Saturday, November 26, 2011

god forbade...must reading

Purposelessness



    Simply put, any behavior that's pleasure-directed, rather than goal-directed warrants being understood as purposeless. Typically, such behavior is extemporaneous, uncalculated, spontaneous, and objectless. Its motive isn't pragmatic. Nor is it engaged in for any monetary reward. And though it may involve performing for others, such performance is embarked upon for its own intrinsic satisfaction. It's not competitive, and it's not really designed to win anything, or impress anybody. It's entered upon merely for the innocent, diversionary enjoyment of it.

  How often have we’ve been told that this is where we find the love for what we do?


    Whenever you undertake an activity solely for itself, when, it's inherently pleasurable for you, it can be seen as purposeless. Because it's not taken on for others' recognition, or accomplish any preset goal, it's literally pointless. From a utilitarian perspective, it's counter-productive, useless. It simply makes you feel good.


   Consider the nothingness of gazing at fish leisurely swimming back and forth in a tank, idly looking out the window at trees and shrubs or contemplating the still, peaceful surface of a lake.
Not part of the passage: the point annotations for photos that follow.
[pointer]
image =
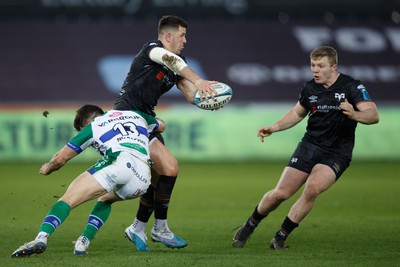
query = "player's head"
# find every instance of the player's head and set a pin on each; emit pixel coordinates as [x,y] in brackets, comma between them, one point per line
[169,22]
[172,33]
[324,65]
[325,51]
[85,114]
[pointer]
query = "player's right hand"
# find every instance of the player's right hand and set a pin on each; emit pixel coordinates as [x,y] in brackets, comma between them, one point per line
[264,132]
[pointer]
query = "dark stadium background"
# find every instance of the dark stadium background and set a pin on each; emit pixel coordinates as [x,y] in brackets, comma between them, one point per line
[63,51]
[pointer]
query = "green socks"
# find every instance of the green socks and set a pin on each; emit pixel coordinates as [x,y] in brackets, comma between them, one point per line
[99,215]
[56,216]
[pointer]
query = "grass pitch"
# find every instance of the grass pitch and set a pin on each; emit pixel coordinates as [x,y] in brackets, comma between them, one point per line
[355,223]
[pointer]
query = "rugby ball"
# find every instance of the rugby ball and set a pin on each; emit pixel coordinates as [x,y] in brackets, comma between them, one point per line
[224,96]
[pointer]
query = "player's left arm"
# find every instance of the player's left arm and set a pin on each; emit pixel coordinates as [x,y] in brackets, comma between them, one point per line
[367,112]
[58,160]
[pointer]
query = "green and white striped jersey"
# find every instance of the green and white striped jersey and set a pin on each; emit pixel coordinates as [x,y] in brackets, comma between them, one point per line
[115,131]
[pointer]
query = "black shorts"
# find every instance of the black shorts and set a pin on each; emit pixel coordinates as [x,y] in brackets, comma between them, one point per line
[307,155]
[157,135]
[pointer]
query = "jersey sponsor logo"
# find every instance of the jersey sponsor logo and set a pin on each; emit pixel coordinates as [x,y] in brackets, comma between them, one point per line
[313,98]
[340,96]
[364,92]
[115,114]
[327,108]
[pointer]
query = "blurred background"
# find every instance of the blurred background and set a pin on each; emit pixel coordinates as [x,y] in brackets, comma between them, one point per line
[56,55]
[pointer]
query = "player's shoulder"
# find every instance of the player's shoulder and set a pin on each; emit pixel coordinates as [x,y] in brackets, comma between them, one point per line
[348,80]
[152,44]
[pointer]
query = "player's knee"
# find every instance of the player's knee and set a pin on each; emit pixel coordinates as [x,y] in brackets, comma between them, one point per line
[171,168]
[280,195]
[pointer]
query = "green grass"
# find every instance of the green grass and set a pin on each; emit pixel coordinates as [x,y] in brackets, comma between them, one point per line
[355,223]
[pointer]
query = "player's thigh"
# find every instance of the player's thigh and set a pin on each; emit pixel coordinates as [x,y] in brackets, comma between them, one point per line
[138,184]
[84,188]
[164,162]
[321,178]
[291,181]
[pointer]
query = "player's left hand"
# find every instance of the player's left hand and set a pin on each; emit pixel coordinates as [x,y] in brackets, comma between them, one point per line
[205,89]
[347,109]
[44,169]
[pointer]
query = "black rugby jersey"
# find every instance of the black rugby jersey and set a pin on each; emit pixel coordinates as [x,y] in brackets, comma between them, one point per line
[327,126]
[145,82]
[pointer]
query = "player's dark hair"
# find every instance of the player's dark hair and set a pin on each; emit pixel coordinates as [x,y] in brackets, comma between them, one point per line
[170,21]
[325,51]
[84,114]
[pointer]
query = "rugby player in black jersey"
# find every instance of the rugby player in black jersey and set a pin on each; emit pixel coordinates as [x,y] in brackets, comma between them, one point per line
[157,67]
[334,103]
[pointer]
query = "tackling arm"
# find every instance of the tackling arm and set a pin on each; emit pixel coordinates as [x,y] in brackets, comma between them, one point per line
[58,160]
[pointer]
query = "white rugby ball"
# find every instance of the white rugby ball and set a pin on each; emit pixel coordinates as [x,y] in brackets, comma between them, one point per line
[223,97]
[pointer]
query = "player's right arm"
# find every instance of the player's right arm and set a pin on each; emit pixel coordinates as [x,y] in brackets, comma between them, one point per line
[290,119]
[179,66]
[58,160]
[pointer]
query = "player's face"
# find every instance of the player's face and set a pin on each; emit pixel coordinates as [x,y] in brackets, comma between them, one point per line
[323,72]
[178,40]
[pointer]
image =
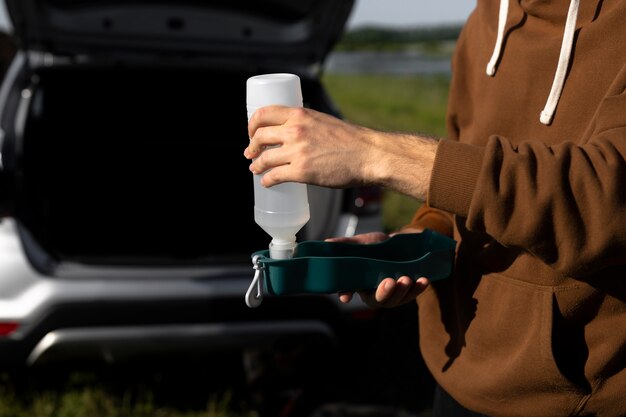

   Aware that none of their illustrations depict anything that can nurture our physical bodies, they, nonetheless, identify such experience as offering sustenance for our souls. For not only do they favorably change our brain chemistry, they also help us toward an inner calm and sense of well-being.


    So despite being engaged in an activity for its own delightful sake, it's still important to realize its benefits. For such pointless behavior can have the most enviable side-effects. At once it can serve the healthy functions of emotional release, self-expression, self-entertainment, and the hardy restoration of physical, psychological, and spiritual balance. Even though the behavior may be too spontaneous, hastily considered, or even self-indulgent to be perceived as purposeful, that hardly prevents it from having all sorts of positive ramifications.


   So what on one level may seem quite fruitless is, on another, extremely valuable. And these authors have similar things to say about the goal-less behavior of laughter, noting that hearty laughter is a genial exercise of the body, a form of inner jogging.